There are advertisements all over media which make claims about the settlement of tax debts that taxpayers need to pay to the IRS. The particular settlement program is known as Offer In Compromise. However, the fact that a vast majority of Offer in Compromise applications are rejected is something you should be aware of. 

In a report made by the Government Accountability Office, there were 16 million people with tax debts as of 2010. During that time, only 31,000 Offer in Compromise applications were approved, while approved Installment Agreements numbered to 4 million.

The acceptance rate for Offer in Compromise is low because of two main reasons.

  1. There are a lot of taxpayers who apply, but do not fulfill the base qualifications for Offer In Compromise.
  2. The taxpayers who do qualify are unable to pay the amount they offer.

Do you Qualify for Offer in Compromise?

The basic criteria that is used by the IRS to determine the acceptance of an application for Offer in Compromise is the ability of the taxpayer to pay their tax debt. There is a tool on the IRS website known as the OIC Pre-Qualifier that can help you get a basic idea of your acceptance eligibility.

The basic idea to qualify for an OIC is for a client to prove their inability to pay the total tax debt before the expiration of the collection statute. This is done by viewing the net equity of assets along with any kind of future income. Monthly disposable income is basically what the IRS uses to calculate future income to determine whether a tax debt can be paid before the expiration of the collection statute.

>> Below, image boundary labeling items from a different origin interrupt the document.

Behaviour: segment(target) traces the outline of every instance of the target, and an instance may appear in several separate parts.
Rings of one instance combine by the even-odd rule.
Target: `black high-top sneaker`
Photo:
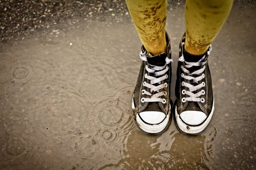
[[[176,126],[182,132],[197,134],[209,123],[213,114],[214,99],[207,58],[212,49],[195,56],[184,49],[186,35],[180,43],[180,57],[175,103]]]
[[[172,112],[170,89],[172,60],[167,33],[166,37],[167,54],[152,56],[142,46],[140,56],[143,61],[133,96],[132,110],[137,124],[143,130],[151,133],[165,129]]]

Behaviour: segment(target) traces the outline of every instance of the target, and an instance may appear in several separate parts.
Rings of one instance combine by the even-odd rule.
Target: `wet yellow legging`
[[[146,50],[152,55],[166,52],[167,0],[126,0],[130,14]],[[220,31],[233,0],[187,0],[185,8],[185,50],[201,54]]]

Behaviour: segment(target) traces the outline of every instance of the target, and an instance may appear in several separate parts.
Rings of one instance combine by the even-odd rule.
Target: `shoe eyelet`
[[[165,99],[163,99],[163,101],[162,102],[163,104],[165,104],[166,102],[166,100]]]
[[[181,82],[181,85],[182,85],[182,86],[184,86],[184,82]]]
[[[143,90],[142,90],[142,91],[141,91],[141,94],[145,94],[144,92],[144,91],[145,91],[145,90],[144,90],[144,89],[143,89]]]
[[[181,93],[182,94],[185,94],[185,91],[186,91],[185,90],[182,90],[182,91],[181,91]]]
[[[142,84],[142,85],[143,85],[143,86],[145,86],[145,83],[146,83],[146,82],[143,82],[143,84]]]
[[[185,103],[186,102],[186,100],[185,100],[185,97],[183,97],[181,99],[181,102],[182,102],[183,103]]]
[[[143,97],[141,98],[141,99],[140,99],[140,101],[142,102],[142,103],[144,103],[144,102],[145,102],[145,98],[144,97]]]

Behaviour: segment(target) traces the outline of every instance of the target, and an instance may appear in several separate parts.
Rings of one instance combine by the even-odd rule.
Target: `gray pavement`
[[[173,101],[184,2],[168,4]],[[141,42],[125,1],[0,0],[0,170],[255,169],[255,4],[236,1],[212,43],[207,128],[149,135],[132,117]]]

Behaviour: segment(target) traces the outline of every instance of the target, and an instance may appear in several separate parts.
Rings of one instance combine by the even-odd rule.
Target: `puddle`
[[[177,44],[184,26],[180,5],[168,16],[179,19],[177,26],[167,27],[174,61],[173,102]],[[198,135],[179,133],[173,119],[161,134],[138,129],[131,98],[140,43],[131,22],[122,21],[122,15],[118,22],[107,17],[83,20],[68,29],[52,26],[0,47],[0,169],[255,169],[256,61],[250,54],[255,50],[237,48],[230,31],[253,32],[250,25],[235,27],[246,15],[234,11],[238,5],[213,44],[209,63],[215,110]]]

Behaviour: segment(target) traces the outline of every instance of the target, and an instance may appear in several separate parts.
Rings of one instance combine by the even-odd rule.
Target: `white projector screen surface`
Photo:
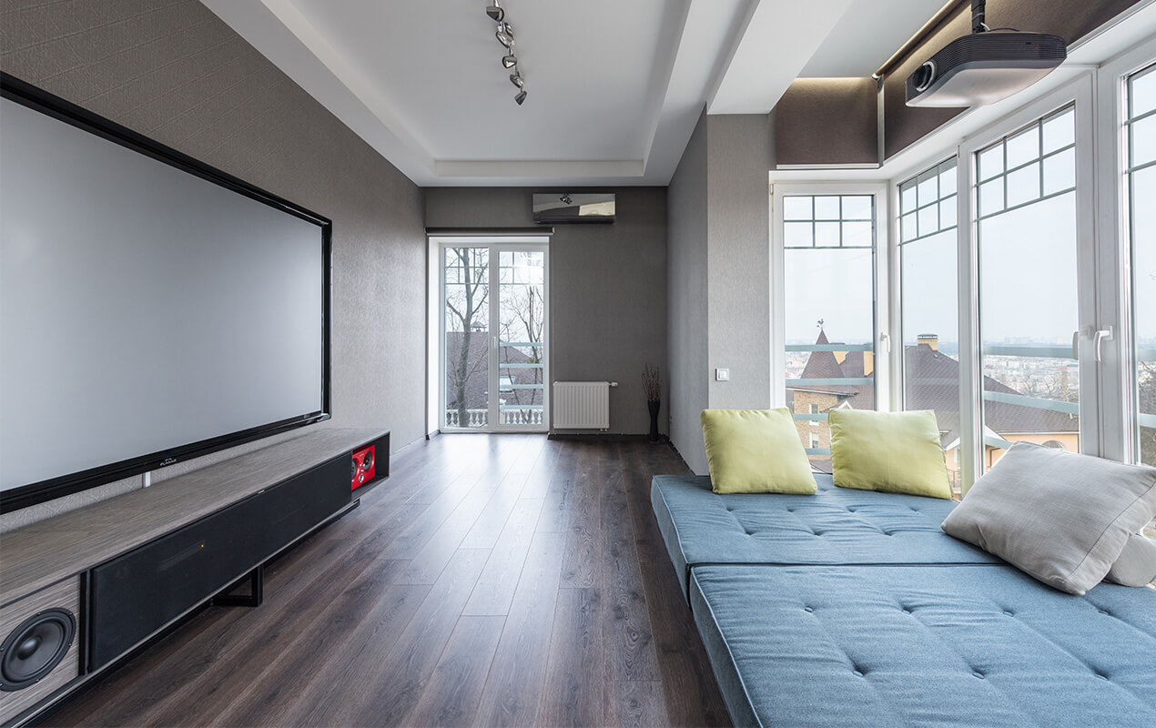
[[[324,408],[323,228],[0,101],[0,490]]]

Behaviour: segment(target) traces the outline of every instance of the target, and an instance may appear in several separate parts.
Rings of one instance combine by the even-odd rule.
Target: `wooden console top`
[[[385,430],[310,429],[299,437],[0,535],[0,606],[81,573]]]

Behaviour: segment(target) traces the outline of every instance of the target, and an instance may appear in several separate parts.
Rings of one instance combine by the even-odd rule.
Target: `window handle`
[[[1104,341],[1111,341],[1112,336],[1113,336],[1113,332],[1112,332],[1112,327],[1111,326],[1109,326],[1107,328],[1098,329],[1094,334],[1094,343],[1096,346],[1096,361],[1097,362],[1103,362],[1104,361],[1103,351],[1101,350],[1101,344]]]

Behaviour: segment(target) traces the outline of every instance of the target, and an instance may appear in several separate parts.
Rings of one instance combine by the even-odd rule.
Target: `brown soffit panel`
[[[987,0],[987,24],[1047,32],[1074,43],[1141,0]],[[883,80],[883,157],[903,151],[957,117],[963,109],[912,109],[907,76],[951,40],[971,32],[971,6],[964,3],[933,30]]]
[[[874,79],[798,79],[775,106],[776,163],[879,164]]]

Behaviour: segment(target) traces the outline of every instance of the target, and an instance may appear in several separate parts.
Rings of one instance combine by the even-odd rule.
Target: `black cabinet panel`
[[[89,666],[97,669],[349,504],[336,458],[92,570]]]

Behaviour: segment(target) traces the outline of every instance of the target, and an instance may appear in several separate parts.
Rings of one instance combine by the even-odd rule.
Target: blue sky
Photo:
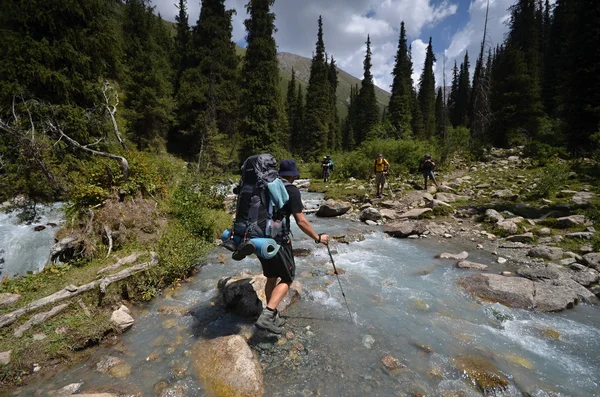
[[[233,18],[233,38],[244,43],[243,21],[248,0],[225,0],[228,8],[237,14]],[[362,61],[367,34],[371,35],[373,74],[375,83],[390,89],[391,70],[398,45],[400,22],[406,23],[409,42],[413,46],[415,84],[423,67],[425,48],[429,36],[438,63],[436,83],[442,84],[442,60],[446,57],[446,84],[450,84],[454,61],[462,61],[469,51],[471,68],[479,53],[483,35],[485,6],[488,0],[276,0],[274,12],[277,20],[279,51],[291,52],[310,58],[317,35],[317,19],[323,16],[325,47],[338,66],[361,78]],[[490,21],[488,44],[496,46],[503,41],[508,7],[515,0],[489,0]],[[174,20],[175,0],[154,0],[157,10],[168,20]],[[200,1],[188,2],[190,22],[198,19]]]

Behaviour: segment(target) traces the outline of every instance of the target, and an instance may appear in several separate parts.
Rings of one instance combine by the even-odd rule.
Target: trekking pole
[[[340,284],[340,291],[342,291],[342,296],[344,297],[344,302],[346,303],[346,307],[348,308],[348,314],[350,315],[350,321],[354,323],[354,319],[352,318],[352,312],[350,311],[350,306],[348,306],[348,301],[346,300],[346,294],[344,294],[344,289],[342,288],[342,282],[340,281],[340,277],[338,276],[337,268],[335,267],[335,261],[333,260],[333,255],[331,255],[331,250],[329,249],[329,243],[325,244],[327,246],[327,252],[329,253],[329,258],[331,259],[331,264],[333,265],[333,273],[335,277],[338,279],[338,283]]]

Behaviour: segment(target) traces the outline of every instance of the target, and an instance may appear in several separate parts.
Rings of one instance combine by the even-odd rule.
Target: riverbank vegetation
[[[12,350],[0,387],[115,332],[108,313],[121,300],[146,301],[185,279],[230,223],[217,186],[229,184],[248,155],[296,158],[318,179],[319,160],[331,154],[332,178],[345,182],[366,180],[381,152],[398,195],[414,188],[401,186],[406,180],[420,183],[411,175],[425,153],[451,172],[453,159],[465,165],[492,146],[523,145],[544,167],[570,161],[532,167],[540,176],[527,192],[531,200],[556,199],[571,170],[583,174],[584,167],[597,178],[600,3],[516,1],[505,42],[491,48],[484,39],[473,78],[465,54],[448,93],[434,78],[435,43],[429,41],[422,69],[413,65],[403,23],[385,108],[377,104],[366,37],[362,83],[352,88],[342,118],[338,69],[321,19],[308,81],[293,75],[281,89],[273,2],[249,1],[243,58],[224,0],[202,1],[192,23],[179,0],[175,24],[148,0],[31,0],[10,2],[11,12],[0,13],[0,202],[21,210],[66,203],[56,263],[2,280],[0,293],[22,299],[0,307],[0,315],[95,280],[133,253],[145,261],[154,252],[160,263],[109,286],[102,300],[95,290],[82,294],[36,329],[43,340],[12,337],[26,318],[0,328],[0,351]],[[364,200],[359,186],[313,188]],[[590,219],[598,217],[595,208],[586,210]],[[35,211],[23,214],[35,221]]]

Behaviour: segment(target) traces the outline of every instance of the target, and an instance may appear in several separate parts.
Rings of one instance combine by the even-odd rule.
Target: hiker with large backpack
[[[371,166],[371,172],[369,174],[369,180],[375,172],[375,185],[377,186],[377,198],[383,196],[383,186],[385,185],[385,179],[390,171],[390,163],[383,157],[382,153],[377,155],[375,162]]]
[[[290,239],[290,217],[315,243],[327,244],[329,236],[318,234],[303,214],[300,190],[293,182],[300,176],[294,160],[282,160],[277,173],[270,154],[251,156],[244,162],[237,188],[238,204],[233,228],[222,236],[223,246],[241,260],[256,254],[267,278],[263,308],[256,326],[280,334],[285,320],[277,306],[294,281],[296,264]]]

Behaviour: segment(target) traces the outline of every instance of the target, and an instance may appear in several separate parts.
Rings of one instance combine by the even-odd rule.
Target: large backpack
[[[242,177],[237,187],[236,216],[233,222],[232,235],[246,239],[273,237],[274,221],[280,218],[278,208],[274,205],[269,187],[284,183],[277,173],[277,160],[270,154],[250,156],[242,166]],[[283,187],[280,207],[288,200]],[[282,203],[283,202],[283,203]],[[279,222],[275,222],[279,225]]]

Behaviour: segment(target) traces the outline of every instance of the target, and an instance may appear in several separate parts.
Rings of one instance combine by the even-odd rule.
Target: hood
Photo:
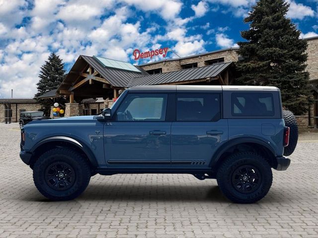
[[[60,118],[56,119],[49,119],[48,120],[33,120],[30,122],[28,123],[25,126],[26,126],[28,124],[51,124],[51,123],[70,123],[72,121],[76,122],[93,122],[97,120],[96,119],[94,119],[93,116],[80,116],[77,117],[70,117],[69,118]]]

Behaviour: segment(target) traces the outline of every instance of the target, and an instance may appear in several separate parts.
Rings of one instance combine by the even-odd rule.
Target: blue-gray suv
[[[216,178],[240,203],[268,192],[271,168],[285,170],[297,143],[293,114],[274,87],[128,88],[101,115],[32,121],[20,157],[53,200],[75,198],[96,174],[190,174]]]

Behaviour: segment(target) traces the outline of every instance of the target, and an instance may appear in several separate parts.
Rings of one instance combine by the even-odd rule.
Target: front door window
[[[166,103],[166,94],[129,94],[117,112],[117,120],[164,121]]]

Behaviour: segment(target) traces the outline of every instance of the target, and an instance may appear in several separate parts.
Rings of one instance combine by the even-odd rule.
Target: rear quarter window
[[[232,114],[238,117],[273,116],[273,95],[270,93],[233,93]]]

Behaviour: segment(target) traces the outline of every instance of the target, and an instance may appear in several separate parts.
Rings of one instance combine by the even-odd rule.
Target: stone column
[[[52,110],[53,109],[54,107],[53,106],[51,106],[51,111],[50,111],[50,117],[51,118],[54,118],[54,116],[53,116],[53,111]]]
[[[84,116],[84,105],[83,104],[79,105],[79,115],[80,116]]]
[[[65,104],[65,117],[74,117],[80,115],[78,103]]]
[[[4,104],[0,103],[0,122],[4,122]]]

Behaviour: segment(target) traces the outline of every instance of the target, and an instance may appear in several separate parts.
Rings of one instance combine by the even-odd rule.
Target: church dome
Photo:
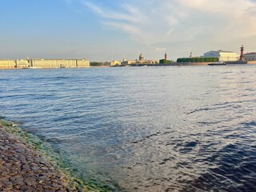
[[[138,57],[139,61],[144,60],[144,55],[141,54]]]

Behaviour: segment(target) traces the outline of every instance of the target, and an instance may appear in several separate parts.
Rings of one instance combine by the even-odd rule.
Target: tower
[[[244,49],[243,49],[243,45],[242,45],[242,46],[240,47],[240,50],[241,50],[241,54],[240,54],[240,59],[239,59],[239,61],[244,61],[244,58],[243,58],[243,50],[244,50]]]
[[[144,61],[145,60],[145,58],[144,58],[144,55],[141,53],[141,54],[139,55],[139,57],[138,57],[138,60],[139,61]]]

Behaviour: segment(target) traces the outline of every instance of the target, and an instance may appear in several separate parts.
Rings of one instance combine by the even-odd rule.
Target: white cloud
[[[145,44],[211,38],[215,34],[223,41],[256,30],[255,14],[250,14],[256,3],[248,0],[150,0],[136,1],[136,6],[127,2],[121,10],[83,3],[102,18],[103,25]]]
[[[162,53],[166,50],[166,48],[165,48],[165,47],[157,47],[157,48],[155,48],[154,52]]]

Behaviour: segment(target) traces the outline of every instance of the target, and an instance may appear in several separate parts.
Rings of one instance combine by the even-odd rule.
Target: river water
[[[0,70],[0,115],[113,191],[256,191],[256,66]]]

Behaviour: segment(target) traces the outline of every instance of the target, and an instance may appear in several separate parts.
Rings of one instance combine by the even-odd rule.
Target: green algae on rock
[[[10,150],[13,154],[22,154],[22,156],[16,155],[17,158],[14,155],[14,163],[17,162],[16,166],[21,167],[22,171],[24,170],[22,174],[16,171],[14,174],[13,170],[11,171],[10,171],[10,169],[3,170],[0,168],[0,182],[4,184],[4,186],[0,185],[0,189],[6,190],[7,187],[7,189],[14,191],[15,190],[27,190],[29,191],[33,190],[33,186],[38,185],[38,189],[42,187],[42,191],[49,190],[55,190],[56,191],[111,191],[111,189],[104,184],[101,184],[100,182],[83,181],[74,174],[74,171],[63,161],[62,157],[54,152],[50,143],[43,142],[38,137],[22,130],[14,122],[0,117],[0,130],[2,132],[1,136],[2,138],[0,137],[2,150],[6,150],[4,147],[6,146],[5,142],[10,143],[10,141],[8,141],[8,138],[10,138],[9,140],[12,141],[14,149],[10,150],[8,146],[7,150]],[[1,154],[0,164],[5,164],[6,160],[9,161],[9,158],[12,158],[3,157]],[[22,159],[19,160],[18,158]],[[29,173],[30,177],[26,177],[26,172]],[[2,176],[9,178],[8,181],[6,179],[6,181],[2,181]],[[25,178],[23,178],[24,177]],[[38,179],[42,179],[42,181]],[[43,188],[44,186],[45,188]]]

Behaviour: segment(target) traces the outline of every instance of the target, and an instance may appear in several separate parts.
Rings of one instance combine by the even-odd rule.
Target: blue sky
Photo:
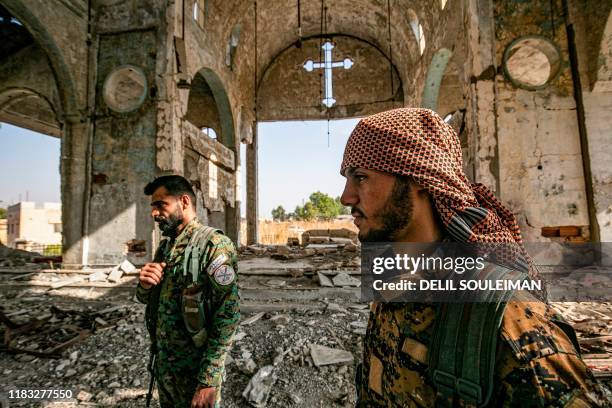
[[[0,124],[0,206],[60,201],[60,139]]]
[[[356,123],[331,121],[329,147],[327,121],[260,123],[259,216],[269,218],[278,205],[293,211],[317,190],[339,196],[344,186],[338,173],[342,152]],[[30,201],[60,201],[60,139],[2,123],[0,146],[1,207],[26,196]],[[242,151],[244,156],[244,146]],[[242,207],[244,216],[244,200]]]

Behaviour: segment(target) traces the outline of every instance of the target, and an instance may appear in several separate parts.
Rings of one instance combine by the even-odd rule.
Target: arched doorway
[[[230,238],[238,238],[234,118],[218,75],[203,68],[194,75],[183,121],[185,177],[196,188],[198,216]]]

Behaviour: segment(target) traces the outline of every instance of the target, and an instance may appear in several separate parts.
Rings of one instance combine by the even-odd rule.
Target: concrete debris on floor
[[[240,250],[242,321],[226,360],[223,407],[353,406],[369,307],[360,302],[359,252],[328,245]],[[133,298],[137,274],[128,263],[0,269],[0,335],[8,338],[0,388],[71,389],[62,406],[143,406],[149,339],[144,306]],[[612,385],[612,304],[554,307],[577,330],[589,367]]]

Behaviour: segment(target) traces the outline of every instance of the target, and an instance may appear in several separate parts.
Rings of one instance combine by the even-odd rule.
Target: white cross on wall
[[[331,41],[326,41],[321,48],[324,51],[323,62],[314,62],[308,59],[304,63],[304,69],[307,72],[312,72],[315,68],[325,70],[325,98],[321,102],[323,105],[331,108],[336,103],[332,88],[332,68],[344,67],[344,69],[350,69],[353,66],[353,60],[345,58],[343,61],[332,61],[331,51],[334,48],[334,43]]]

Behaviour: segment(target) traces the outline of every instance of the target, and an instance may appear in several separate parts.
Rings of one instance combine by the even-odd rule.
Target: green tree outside
[[[287,212],[282,205],[279,205],[272,210],[272,219],[274,221],[285,221],[287,219]]]
[[[279,207],[272,210],[272,218],[276,219],[275,214],[277,214]],[[332,198],[328,194],[316,191],[310,195],[308,201],[303,206],[298,205],[293,213],[286,214],[285,219],[293,216],[303,221],[315,219],[331,220],[338,215],[344,214],[350,214],[350,209],[342,205],[340,197]]]

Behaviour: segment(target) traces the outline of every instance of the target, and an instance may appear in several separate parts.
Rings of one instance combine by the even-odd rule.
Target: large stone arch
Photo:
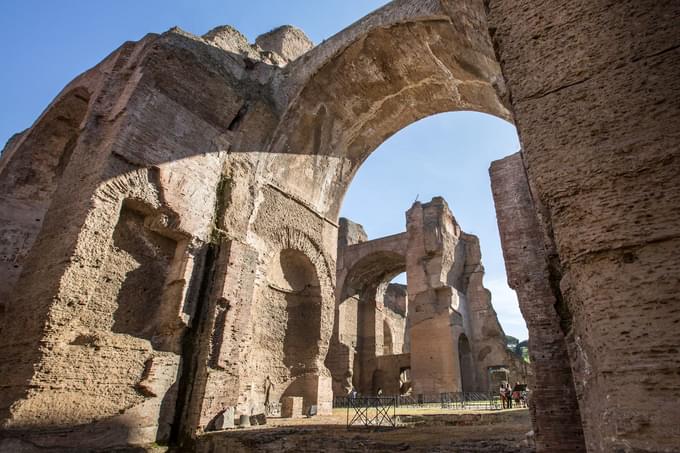
[[[477,0],[390,3],[287,72],[266,170],[331,220],[361,163],[409,124],[461,110],[512,118]]]

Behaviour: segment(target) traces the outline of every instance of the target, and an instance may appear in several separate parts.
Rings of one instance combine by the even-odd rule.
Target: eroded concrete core
[[[0,159],[0,450],[190,445],[281,398],[328,411],[346,189],[387,137],[473,110],[522,142],[491,173],[538,451],[676,451],[679,21],[672,1],[397,0],[314,47],[290,27],[123,44]],[[478,359],[489,324],[456,314],[488,302],[474,241],[429,209],[379,261],[425,256],[411,342],[457,319]],[[376,363],[384,325],[361,346]]]
[[[334,395],[438,399],[527,382],[483,286],[479,239],[461,230],[444,199],[415,203],[406,232],[370,241],[361,225],[340,219],[338,244],[326,358]],[[407,286],[389,283],[403,272]]]

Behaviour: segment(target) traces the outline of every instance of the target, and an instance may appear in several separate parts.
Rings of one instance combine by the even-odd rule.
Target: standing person
[[[269,398],[273,388],[274,383],[269,379],[269,376],[267,376],[264,380],[264,408],[267,412],[269,411]]]
[[[512,389],[512,399],[515,401],[515,405],[517,405],[517,407],[521,407],[520,404],[519,404],[519,400],[520,400],[520,397],[521,397],[521,391],[522,391],[521,389],[522,389],[522,386],[519,382],[516,382],[515,386]]]

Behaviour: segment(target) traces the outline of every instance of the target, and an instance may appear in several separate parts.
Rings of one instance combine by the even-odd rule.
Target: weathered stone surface
[[[539,451],[585,451],[581,414],[574,388],[560,313],[551,286],[550,245],[535,211],[521,155],[493,162],[490,169],[508,284],[517,292],[531,333],[529,355],[531,416]]]
[[[255,44],[260,46],[262,50],[274,52],[283,58],[286,64],[309,52],[314,47],[314,43],[302,30],[290,25],[275,28],[269,33],[258,36],[255,39]]]
[[[300,396],[286,396],[281,399],[281,417],[294,418],[302,417],[304,415],[302,406],[302,397]]]
[[[326,358],[334,394],[399,395],[411,386],[428,397],[497,391],[488,375],[499,366],[513,382],[526,382],[527,366],[507,351],[482,284],[478,239],[461,231],[442,198],[415,203],[406,219],[405,233],[374,240],[341,221],[338,307]],[[404,271],[407,287],[388,285]]]
[[[588,451],[673,451],[679,17],[669,1],[399,0],[310,50],[288,28],[262,46],[228,27],[124,44],[0,158],[1,448],[181,444],[225,406],[289,395],[330,409],[344,192],[393,133],[475,110],[522,141],[539,233],[517,252],[548,274],[515,287],[540,289],[531,341],[556,358],[550,288],[573,377],[561,362],[537,385],[574,383]],[[454,255],[426,260],[409,307],[464,293],[493,327],[475,238],[428,228],[418,248]],[[407,261],[393,252],[389,272]],[[371,261],[357,269],[382,301]],[[376,313],[359,347],[379,356]],[[539,450],[555,429],[537,429]]]

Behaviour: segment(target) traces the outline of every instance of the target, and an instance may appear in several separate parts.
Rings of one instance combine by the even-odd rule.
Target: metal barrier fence
[[[394,428],[396,397],[345,397],[347,428]]]
[[[353,407],[355,400],[383,398],[394,401],[394,406],[414,409],[449,409],[449,410],[498,410],[501,409],[500,395],[493,392],[450,392],[439,394],[399,395],[389,397],[336,397],[333,399],[334,408]],[[363,403],[357,403],[363,404]]]

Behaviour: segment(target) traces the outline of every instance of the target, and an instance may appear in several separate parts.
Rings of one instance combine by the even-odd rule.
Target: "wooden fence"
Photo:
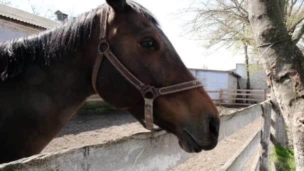
[[[266,100],[266,89],[220,90],[220,104],[222,105],[251,106]]]
[[[222,120],[224,119],[221,122],[224,124],[221,126],[222,128],[227,129],[220,130],[220,132],[224,132],[224,137],[229,136],[232,132],[244,127],[258,118],[259,116],[261,116],[261,128],[245,142],[240,148],[241,150],[226,162],[220,170],[242,170],[258,148],[259,148],[260,152],[254,158],[251,170],[268,170],[272,122],[272,104],[270,100],[244,108],[240,112],[238,112],[238,114],[235,116],[230,115],[230,118],[221,118]]]
[[[232,154],[220,170],[242,170],[256,149],[259,149],[260,154],[254,158],[252,170],[268,170],[271,108],[271,104],[267,101],[220,116],[218,141],[259,118],[262,122],[261,128],[244,142],[238,152]],[[181,150],[175,136],[163,130],[40,154],[0,164],[0,171],[165,170],[195,156],[192,155]]]
[[[104,104],[104,101],[99,96],[98,94],[96,94],[88,97],[86,101],[86,104]]]

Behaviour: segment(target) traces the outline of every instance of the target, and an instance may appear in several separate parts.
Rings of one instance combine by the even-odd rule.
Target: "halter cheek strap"
[[[135,76],[118,60],[110,50],[110,46],[106,40],[106,20],[108,10],[103,9],[100,16],[100,42],[98,48],[98,56],[96,58],[92,74],[92,85],[96,90],[96,82],[100,66],[104,56],[110,62],[114,68],[122,76],[138,90],[144,100],[144,126],[150,130],[154,130],[153,121],[153,102],[160,96],[185,91],[202,86],[198,80],[194,80],[172,86],[160,88],[146,85]]]

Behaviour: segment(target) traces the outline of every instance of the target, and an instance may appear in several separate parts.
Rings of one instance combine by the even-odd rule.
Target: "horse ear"
[[[108,4],[116,12],[122,12],[126,5],[126,0],[106,0]]]

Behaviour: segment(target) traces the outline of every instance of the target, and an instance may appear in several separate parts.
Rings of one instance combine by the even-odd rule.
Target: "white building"
[[[214,100],[220,99],[220,89],[238,89],[241,76],[231,71],[189,68],[196,78],[204,84],[204,89]]]
[[[52,20],[0,4],[0,42],[53,28]]]

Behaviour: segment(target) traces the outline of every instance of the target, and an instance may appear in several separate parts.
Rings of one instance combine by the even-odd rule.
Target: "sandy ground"
[[[238,109],[218,107],[220,114]],[[260,121],[248,125],[220,142],[212,150],[200,153],[172,170],[214,170],[238,151],[260,126]],[[114,140],[148,130],[130,114],[124,112],[94,113],[80,112],[42,152],[54,152]],[[251,164],[244,167],[249,170]]]

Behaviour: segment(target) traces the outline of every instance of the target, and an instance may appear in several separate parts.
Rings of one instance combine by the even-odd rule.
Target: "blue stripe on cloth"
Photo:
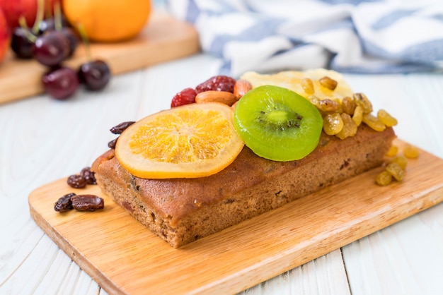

If the final calculation determines the inability to pay your tax debt, you are considered eligible for Offer in Compromise.

You should know that eligibility does not equal acceptance. You must be able to pay the offer amount computed by the IRS in order for your application of Offer in Compromise to be accepted and the debt to be settled.

Can you Pay the Offer in Compromise Amount?

There is a formula used to objectively determine whether you can pay the amount proposed in the Offer In Compromise. The formula requires an estimate of your future income for 1-2 years.

Due diligence is necessary for calculations of the offer amount. Sometimes, people who have a tax debt overestimate or underestimate this amount in their calculations. They need to properly calculate their disposable income for each month and the net equity in the assets they own. Due diligence is also important in order to avoid what may become a lengthy and costly investigation process.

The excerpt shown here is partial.